The UK economy looks like it’s heading into freefall. Society may soon follow.
October could bring our Autumn of Discontent.
By then, the Treasury’s furlough scheme – which is currently supporting nearly a quarter of the UK’s workforce – will be ending. To make matters worse, we could see a second wave of Covid-19.
The state is currently paying up to 80% of furloughed staff salaries, up to £2,500. From August, the government will start reducing furlough contributions: employers will have to pay pensions and national insurance contributions, followed by 10% of pay in September, and 20% in October.
As the furlough scheme is wound down, some reports suggest around a quarter of a million firms could be forced to lay off staff.

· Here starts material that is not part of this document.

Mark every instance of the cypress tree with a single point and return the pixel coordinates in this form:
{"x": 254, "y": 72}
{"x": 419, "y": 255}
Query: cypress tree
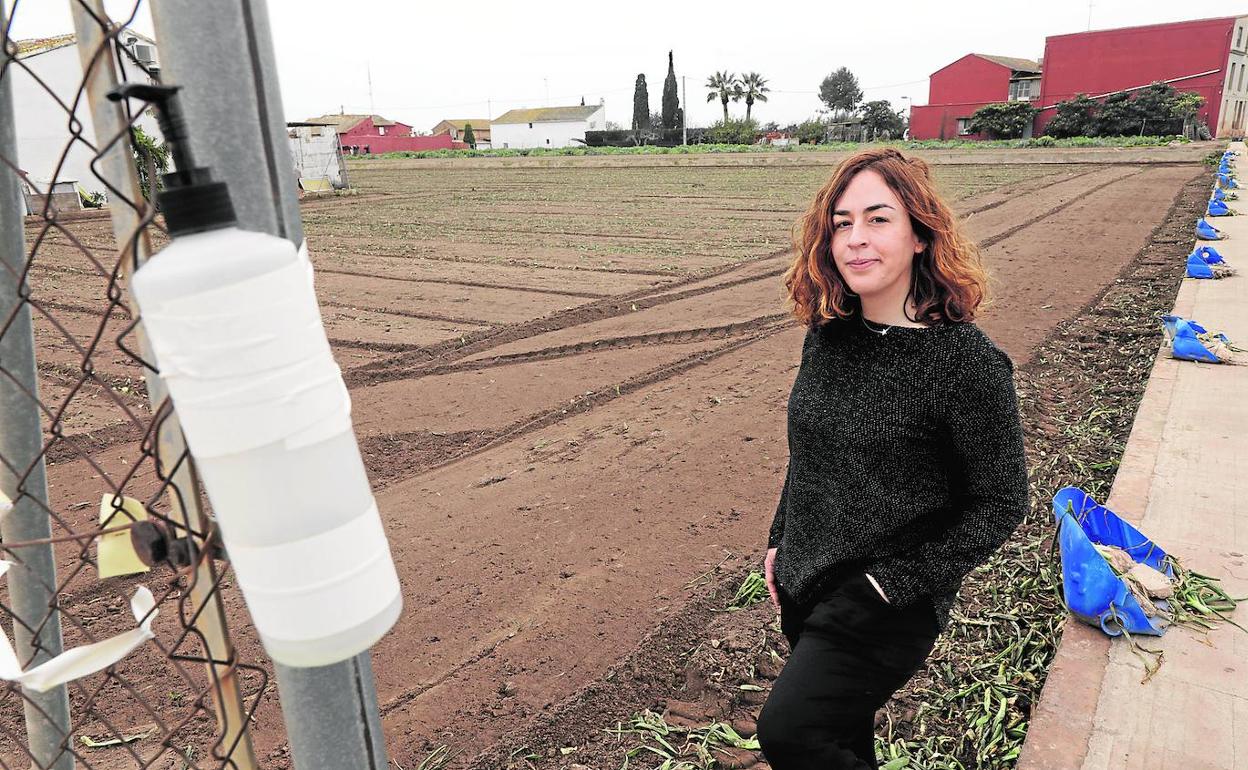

The current economic crisis is bigger than the crisis of 2008. Left to market forces alone, it may cause untold economic damage, the collapse of businesses, social unrest and misery for millions.
Something has to be done and we can’t simply slash spending to fix things!
The Solution: Reverse Furlough Scheme
Ending the original furlough scheme could lead to a tsunami of redundancies.
We must think long-term. Money raised and spent now should ensure growth and prosperity tomorrow.
If millions lose their jobs, we all end up paying. The welfare bill rockets without any positive impact on the economy.
Smaller companies and poorer people will be hit the hardest – exactly those the country needs to protect the most.
One way to avoid the dire prospect of a tsunami of redundancies could be a one-year Reverse Furlough Scheme (RFS).
Such a scheme would:
- Provide financial incentives to firms which continue to employ their furloughed staff.
- Issue financial penalties to firms which make previously furloughed staff redundant.
The cost of the RFS should only be a fraction of the original furlough scheme. For example, government funding of 20% of the cost of each returning employee should help ensure most employees keep their jobs.
Money spent wisely now should be paid back through businesses staying afloat, businesses and their workforce paying taxes, better economic growth and fewer people being forced to sign on.
If the UK initiated RFS it could at least keep people in work, keep businesses going and get back on the path to a full economic recovery.
If the UK didn’t initiate RFS then we may see millions more out of work just in time for Christmas – their spending power gone – and putting even more jobs at risk.